Según la autoridad monetaria, el mercado laboral muestra señales de estabilización y el desempleo se mantiene en niveles relativamente bajos, lo que reduce la urgencia de recortar los costes de endeudamiento.
El organismo dirigido por Jerome Powell dejó claro que cualquier ajuste futuro dependerá de la evolución de los datos económicos, sin ofrecer pistas concretas sobre el calendario de posibles recortes.
La reacción de los mercados fue negativa, con caídas en las bolsas y subidas en los rendimientos de los bonos, reflejando la incertidumbre sobre la dirección futura de la política monetaria.
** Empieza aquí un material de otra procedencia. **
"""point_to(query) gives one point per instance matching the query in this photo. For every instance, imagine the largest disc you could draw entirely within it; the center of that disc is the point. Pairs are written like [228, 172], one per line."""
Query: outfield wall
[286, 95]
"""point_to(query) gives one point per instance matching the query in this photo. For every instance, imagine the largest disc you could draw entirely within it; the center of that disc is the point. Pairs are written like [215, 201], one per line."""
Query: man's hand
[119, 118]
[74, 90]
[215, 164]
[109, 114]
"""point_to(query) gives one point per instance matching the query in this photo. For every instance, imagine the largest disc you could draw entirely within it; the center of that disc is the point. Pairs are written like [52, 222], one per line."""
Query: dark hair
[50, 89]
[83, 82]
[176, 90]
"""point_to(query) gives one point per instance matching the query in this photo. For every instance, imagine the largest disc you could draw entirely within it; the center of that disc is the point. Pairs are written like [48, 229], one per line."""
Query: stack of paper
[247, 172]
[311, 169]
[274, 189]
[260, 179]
La decisión no fue unánime ya que 2 miembros del Comité votaron a favor de bajar los tipos para aliviar las condiciones financieras. Este desacuerdo refleja el debate entre controlar la inflación o evitar un freno al crecimiento y al empleo, un equilibrio delicado que el banco debe manejar cuidadosamente.
El contexto político añade presión, en un momento en que el actual presidente del banco central se acerca al final de su mandato. Su sucesor, máxima autoridad de la institución, asumirá el cargo en los próximos meses y se espera que los tipos se mantengan sin cambios al menos hasta mitad de año, mientras evalúan cómo afectarán estas decisiones a la economía estadounidense y global.